Laura vivia amarrada num emprego sem evolução, que se prolongava de segunda a sexta ininterruptamente. O despertador já estava programado para assinalar o começo do dia às oito da manhã e Laura, obedientemente, sacudia o sono e saltava da cama com grande agilidade e sem tempo a perder. Trinta minutos bastavam para concluir o refrescamento da sua imagem e sair disparada para o emprego. Muitas vezes, a pressa matava a possibilidade de se despedir de Samuel com o beijo a que se tinham habituado, desde que selaram seu compromisso de partilharem todos os momentos das suas Vidas. Samuel ressentia-se com o esquecimento de Laura e ela, culpava-se por mais uma vez despreviligiar aquilo que faz sentido na sua Vida. Apesar destes incómodos emocionais serem uma presença recorrente, nem um nem outro desabafavam o quanto isso os sensibilizava. Quando se reencontravam no final do dia, completamente desgastados com as várias rotinas impostas, já só sobrava tempo para as questões caseiras e remoer o mau estar acumulado. Assim era a sua convivência semanal, que só ganhava algum ânimo no final de semana, mas pouco. Nem Laura nem Samuel questionavam a ausência de dedicação de que careciam. Ambos sentiam que algo de errado se apoderara das suas Vidas mas insistiam em abafar essa sensação e prosseguir, como se isso fosse de menor importância.
No intervalo para café, Laura queixava-se da sua Vida à confidente e Amiga Dulce, que coleccionava dois divórcios litigiosos tão mal vistos pela sua Mãe, defensora do Casamento resistente para sempre. De forma egoísta, Dulce criava em Laura dúvidas se o seu casamento teria salvação e não estaria agastado demais para esperar uma reviravolta. A sua intenção era ganhar mais uma aliada e companheira na solidão.
Por sua vez, Samuel nas suas idas semanais aos jogos de futebol organizado com os amigos, aproveitava para libertar-se da vontade eminente de pecar com a colega, que propositadamente provocava encontros imediatos no edifício da Holding onde ambos trabalhavam. Eleita a Mulher Canhão pelos seus colegas de trabalho e tema principal das conversas machistas no coffee break, para desassossego de Samuel.
De volta a casa, Laura e Samuel suspiravam por melhorias e resignados fechavam-se nos seus mundos interiores. Ele refugiava-se no acompanhamento atento das jornadas futebolísticas e ela, nas séries da Fox. O diálogo era cada vez mais escasso e apenas interrompia o silêncio instalado, para reprogramar as rotinas diárias.
Laura sonhava com vários cenários de romance, onde ela era a Rainha de toda a atenção de Samuel e cobiça dos homens que os expiavam de longe, para grande revolta de suas companheiras enciumadas.
Samuel queria uma Mulher disponível para satisfazer as suas fantasias, para o acompanhar e fazê-lo sentir-se invejado e um Homem poderoso a seu lado.
Algo mágico e magnetizador salvaria este casal tão afundado nas suas próprias mágoas.

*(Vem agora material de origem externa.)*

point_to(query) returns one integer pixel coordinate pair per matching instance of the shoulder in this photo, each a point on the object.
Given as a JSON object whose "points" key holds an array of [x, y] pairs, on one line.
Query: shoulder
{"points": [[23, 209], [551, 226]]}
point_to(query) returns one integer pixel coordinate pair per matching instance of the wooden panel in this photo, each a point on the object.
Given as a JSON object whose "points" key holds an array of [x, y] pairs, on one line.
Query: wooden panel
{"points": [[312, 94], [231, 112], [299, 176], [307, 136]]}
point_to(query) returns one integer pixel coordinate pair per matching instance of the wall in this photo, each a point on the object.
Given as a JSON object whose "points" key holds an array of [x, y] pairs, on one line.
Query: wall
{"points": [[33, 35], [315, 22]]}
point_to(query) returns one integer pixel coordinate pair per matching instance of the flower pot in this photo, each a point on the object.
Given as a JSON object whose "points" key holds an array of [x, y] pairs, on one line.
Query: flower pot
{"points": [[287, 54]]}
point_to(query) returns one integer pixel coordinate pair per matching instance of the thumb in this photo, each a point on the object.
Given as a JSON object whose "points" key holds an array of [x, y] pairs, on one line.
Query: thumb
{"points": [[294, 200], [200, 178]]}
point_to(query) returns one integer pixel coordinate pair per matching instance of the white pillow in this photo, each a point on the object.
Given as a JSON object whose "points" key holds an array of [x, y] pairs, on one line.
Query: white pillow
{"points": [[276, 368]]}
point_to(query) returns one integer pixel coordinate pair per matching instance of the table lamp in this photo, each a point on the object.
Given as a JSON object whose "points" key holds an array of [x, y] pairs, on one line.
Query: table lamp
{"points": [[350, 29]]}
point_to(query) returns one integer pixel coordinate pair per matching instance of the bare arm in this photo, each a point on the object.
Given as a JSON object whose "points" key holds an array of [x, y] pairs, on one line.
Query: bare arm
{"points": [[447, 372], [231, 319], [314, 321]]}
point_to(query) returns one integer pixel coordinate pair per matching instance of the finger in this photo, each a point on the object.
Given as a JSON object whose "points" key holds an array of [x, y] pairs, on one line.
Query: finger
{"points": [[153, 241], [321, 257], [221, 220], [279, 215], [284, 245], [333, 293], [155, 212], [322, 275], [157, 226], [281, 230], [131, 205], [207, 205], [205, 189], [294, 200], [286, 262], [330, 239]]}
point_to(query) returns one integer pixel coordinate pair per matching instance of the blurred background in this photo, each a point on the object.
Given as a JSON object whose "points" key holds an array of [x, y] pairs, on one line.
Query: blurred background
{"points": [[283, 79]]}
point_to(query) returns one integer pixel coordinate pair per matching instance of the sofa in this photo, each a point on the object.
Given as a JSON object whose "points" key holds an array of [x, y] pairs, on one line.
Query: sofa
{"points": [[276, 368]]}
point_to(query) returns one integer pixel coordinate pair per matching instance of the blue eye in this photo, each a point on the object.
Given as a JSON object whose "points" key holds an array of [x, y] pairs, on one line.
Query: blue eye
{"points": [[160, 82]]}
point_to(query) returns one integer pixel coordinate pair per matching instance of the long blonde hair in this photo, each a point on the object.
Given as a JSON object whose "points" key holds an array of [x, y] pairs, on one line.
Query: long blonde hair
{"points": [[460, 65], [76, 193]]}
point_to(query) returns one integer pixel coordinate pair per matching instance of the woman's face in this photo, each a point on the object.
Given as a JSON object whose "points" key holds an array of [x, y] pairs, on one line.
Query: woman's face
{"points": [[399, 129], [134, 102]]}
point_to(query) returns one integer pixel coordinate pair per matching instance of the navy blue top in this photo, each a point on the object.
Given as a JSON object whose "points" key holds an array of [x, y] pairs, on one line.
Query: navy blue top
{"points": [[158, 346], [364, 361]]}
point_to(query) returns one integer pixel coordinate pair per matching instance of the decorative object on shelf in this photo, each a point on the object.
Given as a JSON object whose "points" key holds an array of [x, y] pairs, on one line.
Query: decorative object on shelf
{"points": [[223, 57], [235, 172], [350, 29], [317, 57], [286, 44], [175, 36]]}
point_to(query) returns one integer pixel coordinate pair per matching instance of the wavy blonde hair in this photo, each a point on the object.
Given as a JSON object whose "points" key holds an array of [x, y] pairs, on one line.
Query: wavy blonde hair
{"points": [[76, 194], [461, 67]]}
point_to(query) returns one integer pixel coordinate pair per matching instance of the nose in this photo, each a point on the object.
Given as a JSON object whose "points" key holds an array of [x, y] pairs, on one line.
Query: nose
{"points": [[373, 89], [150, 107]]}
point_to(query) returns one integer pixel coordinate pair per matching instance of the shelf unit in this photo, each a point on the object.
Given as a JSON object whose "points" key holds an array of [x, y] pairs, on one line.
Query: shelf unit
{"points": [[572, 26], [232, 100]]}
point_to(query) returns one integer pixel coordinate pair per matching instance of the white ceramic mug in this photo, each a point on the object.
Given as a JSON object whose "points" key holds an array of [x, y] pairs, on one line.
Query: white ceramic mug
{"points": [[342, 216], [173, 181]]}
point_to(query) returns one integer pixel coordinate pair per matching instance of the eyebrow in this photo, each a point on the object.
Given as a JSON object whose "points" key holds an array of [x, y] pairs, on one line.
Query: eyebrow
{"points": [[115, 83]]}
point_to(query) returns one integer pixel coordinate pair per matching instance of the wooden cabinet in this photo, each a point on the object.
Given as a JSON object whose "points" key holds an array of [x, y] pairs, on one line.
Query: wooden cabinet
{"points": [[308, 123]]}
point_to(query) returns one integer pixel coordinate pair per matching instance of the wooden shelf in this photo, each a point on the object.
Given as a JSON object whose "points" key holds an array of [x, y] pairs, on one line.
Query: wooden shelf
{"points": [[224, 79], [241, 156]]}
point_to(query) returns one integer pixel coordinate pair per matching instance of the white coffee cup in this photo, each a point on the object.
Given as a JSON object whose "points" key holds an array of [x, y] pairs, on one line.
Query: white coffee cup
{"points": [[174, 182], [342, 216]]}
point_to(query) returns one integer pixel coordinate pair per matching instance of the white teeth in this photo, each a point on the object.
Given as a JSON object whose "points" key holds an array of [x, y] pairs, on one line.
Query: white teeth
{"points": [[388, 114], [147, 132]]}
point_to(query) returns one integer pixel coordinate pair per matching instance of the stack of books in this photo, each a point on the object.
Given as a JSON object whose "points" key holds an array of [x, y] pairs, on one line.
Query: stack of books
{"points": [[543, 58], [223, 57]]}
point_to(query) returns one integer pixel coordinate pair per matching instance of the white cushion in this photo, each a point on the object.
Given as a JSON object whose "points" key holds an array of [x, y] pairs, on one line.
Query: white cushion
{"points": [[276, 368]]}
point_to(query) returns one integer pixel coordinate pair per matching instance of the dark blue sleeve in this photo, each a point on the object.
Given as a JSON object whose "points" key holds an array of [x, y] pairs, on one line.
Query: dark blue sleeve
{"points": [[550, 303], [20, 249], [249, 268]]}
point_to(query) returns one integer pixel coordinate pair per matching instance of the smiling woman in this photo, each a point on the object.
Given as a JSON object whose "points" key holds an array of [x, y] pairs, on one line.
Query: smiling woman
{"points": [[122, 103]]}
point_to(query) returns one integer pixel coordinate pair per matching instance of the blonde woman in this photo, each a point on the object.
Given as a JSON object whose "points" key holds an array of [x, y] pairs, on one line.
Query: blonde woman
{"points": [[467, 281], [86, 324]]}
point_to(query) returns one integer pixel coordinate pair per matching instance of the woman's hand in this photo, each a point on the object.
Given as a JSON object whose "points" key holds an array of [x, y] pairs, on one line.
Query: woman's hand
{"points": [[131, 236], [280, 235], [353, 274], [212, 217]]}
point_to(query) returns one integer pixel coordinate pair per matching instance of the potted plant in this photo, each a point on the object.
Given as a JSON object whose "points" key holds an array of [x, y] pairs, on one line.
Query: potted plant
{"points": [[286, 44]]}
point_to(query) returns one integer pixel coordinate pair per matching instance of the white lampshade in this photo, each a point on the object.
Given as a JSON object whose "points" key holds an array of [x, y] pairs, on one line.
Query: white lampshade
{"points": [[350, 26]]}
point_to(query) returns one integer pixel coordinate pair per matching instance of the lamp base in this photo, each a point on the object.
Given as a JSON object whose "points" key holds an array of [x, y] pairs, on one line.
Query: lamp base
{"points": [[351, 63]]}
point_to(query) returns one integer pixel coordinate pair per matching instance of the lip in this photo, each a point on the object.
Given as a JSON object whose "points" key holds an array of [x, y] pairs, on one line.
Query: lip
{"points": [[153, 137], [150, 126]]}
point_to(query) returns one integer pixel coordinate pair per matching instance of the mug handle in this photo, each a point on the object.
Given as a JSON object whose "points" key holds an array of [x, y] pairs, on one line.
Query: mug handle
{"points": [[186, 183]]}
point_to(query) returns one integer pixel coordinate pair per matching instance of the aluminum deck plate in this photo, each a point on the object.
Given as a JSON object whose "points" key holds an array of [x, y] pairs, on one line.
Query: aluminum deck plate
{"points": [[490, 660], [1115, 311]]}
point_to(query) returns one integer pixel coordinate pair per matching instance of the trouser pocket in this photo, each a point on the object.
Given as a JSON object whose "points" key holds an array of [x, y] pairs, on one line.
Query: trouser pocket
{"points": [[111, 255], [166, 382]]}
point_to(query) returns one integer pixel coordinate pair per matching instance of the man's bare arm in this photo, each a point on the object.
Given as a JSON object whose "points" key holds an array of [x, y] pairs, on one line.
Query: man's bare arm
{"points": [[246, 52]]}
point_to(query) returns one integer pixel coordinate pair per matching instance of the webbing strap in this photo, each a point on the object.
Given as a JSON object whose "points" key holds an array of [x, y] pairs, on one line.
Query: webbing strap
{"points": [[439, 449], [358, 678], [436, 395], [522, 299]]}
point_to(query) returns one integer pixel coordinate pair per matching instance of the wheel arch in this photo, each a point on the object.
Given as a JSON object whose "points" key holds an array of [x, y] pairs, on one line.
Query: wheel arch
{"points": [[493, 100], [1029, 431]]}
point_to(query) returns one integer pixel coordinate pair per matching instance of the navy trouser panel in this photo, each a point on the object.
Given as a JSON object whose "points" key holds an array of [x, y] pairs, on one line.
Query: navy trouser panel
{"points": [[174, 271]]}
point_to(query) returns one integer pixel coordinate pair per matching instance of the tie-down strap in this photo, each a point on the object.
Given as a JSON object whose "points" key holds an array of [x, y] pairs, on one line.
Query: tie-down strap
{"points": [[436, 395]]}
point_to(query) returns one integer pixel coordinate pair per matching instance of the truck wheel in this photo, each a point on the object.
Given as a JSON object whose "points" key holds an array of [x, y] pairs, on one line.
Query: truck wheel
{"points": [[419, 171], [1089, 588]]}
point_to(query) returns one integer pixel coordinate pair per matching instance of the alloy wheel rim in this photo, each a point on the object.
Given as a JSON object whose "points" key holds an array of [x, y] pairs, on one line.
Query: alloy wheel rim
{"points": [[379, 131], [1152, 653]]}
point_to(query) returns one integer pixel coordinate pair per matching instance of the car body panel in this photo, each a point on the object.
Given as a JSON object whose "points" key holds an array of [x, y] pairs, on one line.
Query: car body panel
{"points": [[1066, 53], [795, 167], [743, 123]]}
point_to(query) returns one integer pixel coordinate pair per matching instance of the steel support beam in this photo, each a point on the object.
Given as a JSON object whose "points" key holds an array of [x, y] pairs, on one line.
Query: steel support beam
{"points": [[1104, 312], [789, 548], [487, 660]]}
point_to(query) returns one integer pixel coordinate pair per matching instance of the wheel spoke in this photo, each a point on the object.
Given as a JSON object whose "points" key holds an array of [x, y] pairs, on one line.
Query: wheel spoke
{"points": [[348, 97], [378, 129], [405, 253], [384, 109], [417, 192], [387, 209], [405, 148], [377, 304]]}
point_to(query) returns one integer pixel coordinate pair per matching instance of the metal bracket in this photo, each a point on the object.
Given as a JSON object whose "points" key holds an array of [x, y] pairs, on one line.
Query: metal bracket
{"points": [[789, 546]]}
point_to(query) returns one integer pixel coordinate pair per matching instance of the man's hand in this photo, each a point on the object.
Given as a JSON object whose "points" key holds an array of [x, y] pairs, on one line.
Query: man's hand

Invocar Deus ou outras Entidades Divinas seria em vão. Deus só acode quem tem vontade de mudar o seu estado. Recorrer à memória do tempo em que eram felizes, potencia a colagem dessa imagem ao presente que queremos retocar. Flashes daquilo que está congelado no passado e que nos fez bem, devem ser repassados na nossa mente para que aos poucos nos sintamos convencidos de que é possível reverter a situação actual.
Apesar dos fracos conselhos de Dulce, Laura conseguiu relembrar desse passado Bom com Samuel. Do seu sorriso, da sua cumplicidade, da sua proximidade, do seu sentido de humor, da sua meiguice, do seu apoio, da sua dependência de Laura. Afinal, ambos estavam enganados ao pensar que já não careciam mais um do outro. Laura estava convencida que Samuel já não dependia dela para se sentir Feliz e Samuel remoía o mesmo.
O retrocesso mental no tempo motivou Laura a tomar a iniciativa de partir e deixar uma passagem paga para Samuel no Mural dos Recados e, a seu lado uma mensagem convocando-o a encontrar-se com ela, com a promessa de não se vir a arrepender. A provocação entusiasmou Samuel, que sem hesitar correu para o aeroporto apostado em refazer a sua Vida com a Mulher que o cativou à dez anos atrás naquele bar jazz em Queen's.